Amen, Brother! Couldn't agree more..... But I also agree with VinnieB....PPV is not suited for all situations. City department with 3-4-5 story walkups, multiple occupancy dwellings, different construction styles, etc. will use very different ventilation tactics than their suburban or rural counterparts.Quote:
Originally Posted by fireman4949
Balloon construction? Don't have it around here....I can probably count on two hands the number of two story houses we have in our area, and very few of them are old homes. Our common structure fire is the single family dwelling, one story, 1,000 to 2,000 sq. foot living area. For us, PPV works very well.
It's a manageable sized building...set the PPV in the door and as the smoke clears out, it will take the hose team only seconds to locate the seat of the fire and make a knockdown. That's the key...Yes, PPV will cause the fire to flare up a bit, but you're on it in seconds and it doesn't have a chance to take off. I can imagine, though, that if you pressurize a building and you have to walk up 4 floors, force entry into and search several apartments, then yeah, the fire would have a chance to take off on you.

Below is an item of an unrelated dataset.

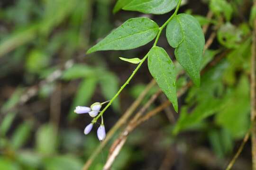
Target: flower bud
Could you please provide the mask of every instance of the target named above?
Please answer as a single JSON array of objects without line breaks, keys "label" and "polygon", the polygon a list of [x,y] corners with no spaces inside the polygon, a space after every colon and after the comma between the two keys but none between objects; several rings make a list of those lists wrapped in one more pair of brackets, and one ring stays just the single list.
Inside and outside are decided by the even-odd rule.
[{"label": "flower bud", "polygon": [[92,118],[95,117],[98,115],[98,113],[99,113],[99,111],[91,111],[89,112],[90,116],[92,117]]},{"label": "flower bud", "polygon": [[103,140],[106,137],[106,132],[105,131],[105,127],[103,125],[101,125],[97,130],[97,135],[98,138],[101,141]]},{"label": "flower bud", "polygon": [[85,106],[77,106],[75,108],[74,112],[76,113],[81,114],[81,113],[88,113],[91,111],[91,110],[90,108],[88,107]]},{"label": "flower bud", "polygon": [[91,106],[91,109],[94,111],[99,111],[101,108],[101,104],[99,102],[95,102]]},{"label": "flower bud", "polygon": [[83,133],[85,135],[87,135],[91,132],[91,129],[92,128],[92,127],[93,126],[93,124],[90,123],[88,125],[86,126],[85,128],[84,128],[84,130],[83,131]]}]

We have used it with great success for about 15 years now, and are comfortable with how and when to use it. I have seen other departments attempt to use it improperly and either have ineffective or negative results, because they don't understand its use.
I recall going to a fire with a neighboring department years ago, when everyone was just getting into PPV. They bought a fan but didn't bother to find out how to use it properly. They put it backwards in the doorway to draw the smoke out of the building, like they were used to doing with their old electric ventilation fans :rolleyes:
Obviously this is a rather extreme example of using a PPV fan wrong, but improper placement, starting ventilation before the hose team is ready to enter, or trying to pressurize a building that already has multiple or large vents open (making it impossible to create pressure), are all examples of improper tactics in using PPV.
When used correctly, in the appropriate situations, PPV is indeed an excellent tool and makes conditions much more tenable for your interior crews.